Treat your home office like, well, an office. The first couple weeks of working from home, it can be very easy to kick back and enjoy the casual benefits—flexible hours that may allow you to sleep in or take breaks in the middle of the day, monitoring emails from your couch, a carefree dress code of pjs and flip flops. And hey, if you can project a high level of professionalism while working in an environment that relaxed, more power to you. Most successful entrepreneurs working from home learn very quickly, however, that they are more productive and professional when they approach their work time, work space and work attitude at home exactly the same as if they were in a high rise downtown. So get up early, shower, put on clothes you’d wear in front of your employees (whether you’re planning to see them or not), set up a dedicated workspace and keep it organized, and focus your time on work during your office hours. (Scott wrote a great post on this theme as well!)
Compartmentalize and focus your time. This is especially tricky for parents because a certain amount of work/family life crossover is inevitable, and you have to be prepared to roll with the punches. Still, I’m a big believer in planning. Plot out a schedule that includes face time with your employees and clients, grouping meetings into the fewest possible days a week if long-distance travel is a factor. I also subscribe to Marley Majcher‘s philosophy of designating certain days of the week for certain kinds of projects. Like “Money Mondays,” “Reporting Tuesdays,” “Meeting Wednesdays,” or whatever works for you.
Keep communication tight. I mentioned this in the interview, but it bears repeating. Good communications builds trust; crappy communication erodes it. This is true whether you have an office or not, but if you have more to prove to clients, then make strong communication a priority. Anticipate needs, be swift as possible with your responses, and above all be honest. When you’re pulled in a hundred directions as an entrepreneur, responding to every email quickly can be a challenge, but the strong relationships you’ll build with your commitment to good communication will be worth it.

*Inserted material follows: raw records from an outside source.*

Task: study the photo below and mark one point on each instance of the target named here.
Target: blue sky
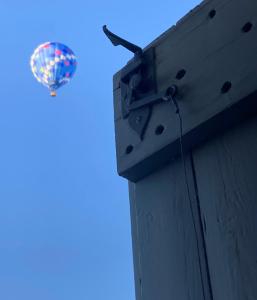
(64, 212)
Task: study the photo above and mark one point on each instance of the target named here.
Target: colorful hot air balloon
(53, 64)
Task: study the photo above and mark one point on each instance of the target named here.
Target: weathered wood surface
(212, 51)
(226, 173)
(205, 248)
(169, 255)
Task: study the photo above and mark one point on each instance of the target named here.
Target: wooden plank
(168, 246)
(212, 51)
(226, 172)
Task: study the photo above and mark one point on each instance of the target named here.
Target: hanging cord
(171, 93)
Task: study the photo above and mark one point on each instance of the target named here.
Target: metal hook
(116, 41)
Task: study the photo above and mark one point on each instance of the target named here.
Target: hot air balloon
(53, 64)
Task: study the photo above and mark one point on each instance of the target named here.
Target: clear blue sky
(64, 212)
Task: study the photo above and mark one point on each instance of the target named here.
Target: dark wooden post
(202, 244)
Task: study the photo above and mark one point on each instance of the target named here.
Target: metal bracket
(138, 85)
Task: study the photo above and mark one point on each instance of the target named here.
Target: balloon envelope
(53, 64)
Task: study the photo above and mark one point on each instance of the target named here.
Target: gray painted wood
(226, 172)
(168, 247)
(212, 51)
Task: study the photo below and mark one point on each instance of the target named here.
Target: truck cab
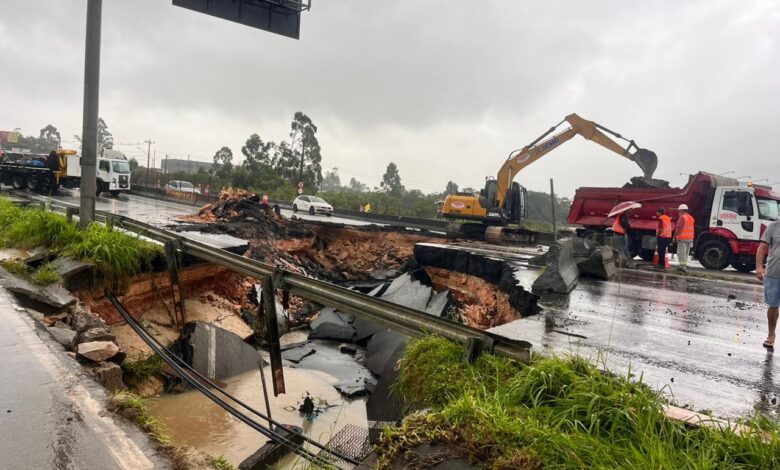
(737, 219)
(112, 172)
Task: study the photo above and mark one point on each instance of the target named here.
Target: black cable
(269, 433)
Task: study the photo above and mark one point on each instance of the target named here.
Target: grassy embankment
(114, 254)
(556, 413)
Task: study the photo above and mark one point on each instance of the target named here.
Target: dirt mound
(326, 251)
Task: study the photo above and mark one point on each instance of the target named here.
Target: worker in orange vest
(683, 236)
(663, 236)
(621, 227)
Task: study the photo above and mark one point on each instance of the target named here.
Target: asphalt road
(698, 340)
(51, 415)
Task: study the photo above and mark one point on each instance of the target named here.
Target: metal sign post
(90, 116)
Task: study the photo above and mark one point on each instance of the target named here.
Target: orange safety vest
(617, 228)
(686, 233)
(666, 227)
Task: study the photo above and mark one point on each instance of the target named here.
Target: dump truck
(497, 213)
(62, 168)
(730, 216)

One final note on communication: Email has limits. If there’s a concern that the tone of an email could be taken the wrong way, make a phone call instead. If you’re reading an email and you can’t tell if it’s hostile or not, pick up the phone. If an email chain gets to be too long with back and forth clarifications, just get on the horn and figure it out. Or, if the situation is appropriate, use video chat tools and get some face time. That way you can eliminate dumb misunderstandings quickly and alleviate some of the isolation that can come from working from home.